Over the past two years, since the Academy expanded the best picture category to 10 films, taking a closer look at the best director category has been the best way to whittle down the list to the five most likely to win the big prize. It would be a major shock were the best picture prize not to go to a film where the director was at the very least nominated, and so the indicators are that the dance-off will be between Black Swan, The Fighter, The King's Speech, The Social Network and True Grit.
The documentary category delivered an interesting and diverse mix of films, with British filmmakers well represented.
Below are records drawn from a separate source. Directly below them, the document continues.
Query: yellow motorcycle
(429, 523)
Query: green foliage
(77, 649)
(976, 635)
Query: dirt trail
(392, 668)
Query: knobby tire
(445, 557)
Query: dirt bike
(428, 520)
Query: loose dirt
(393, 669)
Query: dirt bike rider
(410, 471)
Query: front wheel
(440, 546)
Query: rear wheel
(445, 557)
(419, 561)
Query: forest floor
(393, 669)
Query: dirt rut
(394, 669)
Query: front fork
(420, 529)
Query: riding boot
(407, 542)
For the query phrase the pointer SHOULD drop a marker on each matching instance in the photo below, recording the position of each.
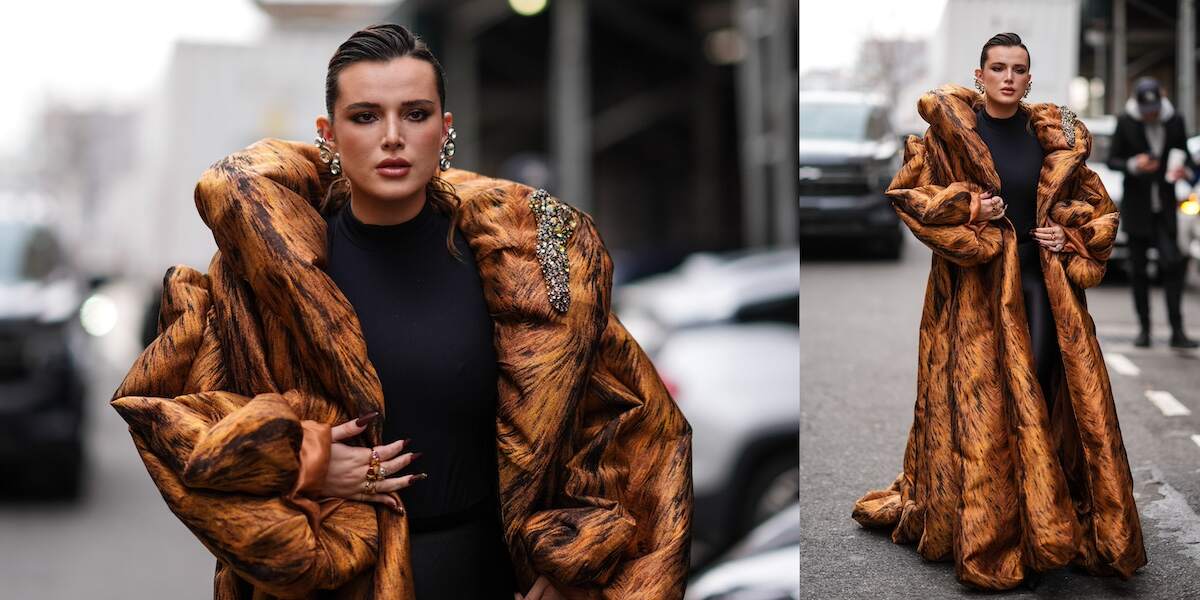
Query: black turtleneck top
(1018, 157)
(429, 336)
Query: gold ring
(375, 467)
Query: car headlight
(97, 315)
(1191, 207)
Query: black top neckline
(369, 237)
(1008, 121)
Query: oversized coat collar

The artist Banksy will probably still remain in hiding despite the nomination for Exit Through the Gift Shop; it's a surprising choice, given how much fiction there seemed to be in the film about the street art scene. Lucy Walker received a nod for her documentary Waste Land, about the Brazilian artist Vik Muniz and his art project using recyclable materials from the landfills of Brazil. Liverpool-born Tim Hetherington is the third British director nominated in this category for his look at a band of Americans in Afghanistan, Restrepo. The other two films nominated are looks at the world of finance: Inside Job and Gasland, about malpractice in the natural gas industry in the US.
In the running for foreign film are Mexico's Biutiful; the troubling family drama Dogtooth from Greece; Susan Bier's Danish-set drama In a Better World; Rachid Bouchareb's Outside the Law; and Incendies, about the journey by two young adults to the Middle East to find out more about their roots.
Toy Story 3 looks set to get the best animation gong with only How to Train Your Dragon and The Illusionist by The Triplets of Belleville director Sylvain Chomet as competition.
But who will be making the majority of speeches come Oscar night is still very much open to debate. The King's Speech may have the most nominations, but it could be a year when the little gold statuettes are spread across a host of films, rather than there being one movie that sweeps the board.
The King's Speech is released in the UAE tomorrow.